October 08, 2008  | 

In "iPhone Forensics," Jonathan Zdziarsk supplies the knowledge necessary to conduct complete and highly specialized forensic analysis of the iPhone, iPhone 3G, and iPod Touch. Intended for lawful forensic examination of devices by corporate security officers, law enforcement personnel, and private forensic examiners, the book introduces readers to digital forensics and outlines the technical procedures needed to recover low-level data from the iPhone.
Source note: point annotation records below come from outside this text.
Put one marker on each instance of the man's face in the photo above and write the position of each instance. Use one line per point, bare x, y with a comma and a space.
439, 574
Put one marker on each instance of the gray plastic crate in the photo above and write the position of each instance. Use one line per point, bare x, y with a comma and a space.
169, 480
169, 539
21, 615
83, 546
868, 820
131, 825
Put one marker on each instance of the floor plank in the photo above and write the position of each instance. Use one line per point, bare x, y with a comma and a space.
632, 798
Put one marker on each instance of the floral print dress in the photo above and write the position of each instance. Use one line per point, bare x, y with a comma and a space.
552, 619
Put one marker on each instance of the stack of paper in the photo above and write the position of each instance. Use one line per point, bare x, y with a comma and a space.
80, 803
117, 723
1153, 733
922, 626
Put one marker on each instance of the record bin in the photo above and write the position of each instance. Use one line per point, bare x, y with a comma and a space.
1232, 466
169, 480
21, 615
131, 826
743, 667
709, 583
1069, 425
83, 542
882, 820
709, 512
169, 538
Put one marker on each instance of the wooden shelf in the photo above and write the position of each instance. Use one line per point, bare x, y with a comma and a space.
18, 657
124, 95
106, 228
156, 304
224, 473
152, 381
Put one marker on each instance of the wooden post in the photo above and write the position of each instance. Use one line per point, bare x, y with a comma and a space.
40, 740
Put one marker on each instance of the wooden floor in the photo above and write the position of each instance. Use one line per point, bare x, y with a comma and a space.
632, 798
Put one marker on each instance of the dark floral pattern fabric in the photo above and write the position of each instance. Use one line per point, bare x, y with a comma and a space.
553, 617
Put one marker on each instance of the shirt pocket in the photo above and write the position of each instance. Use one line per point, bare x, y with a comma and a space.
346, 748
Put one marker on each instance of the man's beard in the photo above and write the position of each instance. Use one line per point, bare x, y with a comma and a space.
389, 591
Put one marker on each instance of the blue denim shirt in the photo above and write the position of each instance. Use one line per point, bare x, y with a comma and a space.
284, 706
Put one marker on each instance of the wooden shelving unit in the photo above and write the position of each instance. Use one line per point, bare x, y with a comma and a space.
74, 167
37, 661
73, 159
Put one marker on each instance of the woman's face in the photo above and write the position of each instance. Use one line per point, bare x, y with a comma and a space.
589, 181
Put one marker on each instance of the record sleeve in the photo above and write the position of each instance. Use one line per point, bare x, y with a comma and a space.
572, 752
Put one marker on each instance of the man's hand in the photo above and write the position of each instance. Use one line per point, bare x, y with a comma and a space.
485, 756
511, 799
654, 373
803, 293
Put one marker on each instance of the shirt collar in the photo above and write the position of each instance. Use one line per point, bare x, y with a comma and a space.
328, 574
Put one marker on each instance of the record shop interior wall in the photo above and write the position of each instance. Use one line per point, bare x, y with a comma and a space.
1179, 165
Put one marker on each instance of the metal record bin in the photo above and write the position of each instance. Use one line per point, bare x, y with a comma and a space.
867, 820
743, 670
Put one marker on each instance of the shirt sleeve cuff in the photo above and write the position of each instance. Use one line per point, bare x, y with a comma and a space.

Federal, state, and multinational agencies have helped to test and verify the procedures outlined in the book, and that information is now available for the private sector.

This book helps you:

    * Determine what type of data is stored on the device
    * Break v1.x and v2.x passcode-protected iPhones to gain access to the device
    * Build a custom recovery toolkit for the iPhone
    * Interrupt iPhone 3G's "secure wipe" process
    * Conduct data recovery of a v1.x and v2.x iPhone user disk partition, and preserve and recover the entire raw user disk partition
    * Recover deleted voicemail, images, email, and other personal data, using data carving techniques
    * Recover geotagged metadata from camera photos
    * Discover Google map lookups, typing cache, and other data stored on the live file system
    * Extract contact information from the iPhone's database
    * Use different recovery strategies based on case needs, and more

iPhone Forensics includes techniques used by more than 200 law enforcement agencies worldwide, and is a must-have for any corporate compliance and disaster recovery plan.

"This book is a must for anyone attempting to examine the iPhone. The level of forensic detail is excellent. If only all guides to forensics were written with this clarity." Andrew Sheldon, director of Evidence Talks, computer forensics expert.

Jonathan Zdziarski is better known as the hacker "NerveGas" in the iPhone development community. He is well known for his work in cracking the iPhone and lead the effort to port the first open source applications. Hailed on many geek news sites for his accomplishments, Jonathan is best known for the first application to illustrate and take full advantage of the major iPhone APIs: NES.app, a portable Nintendo Entertainment System emulator.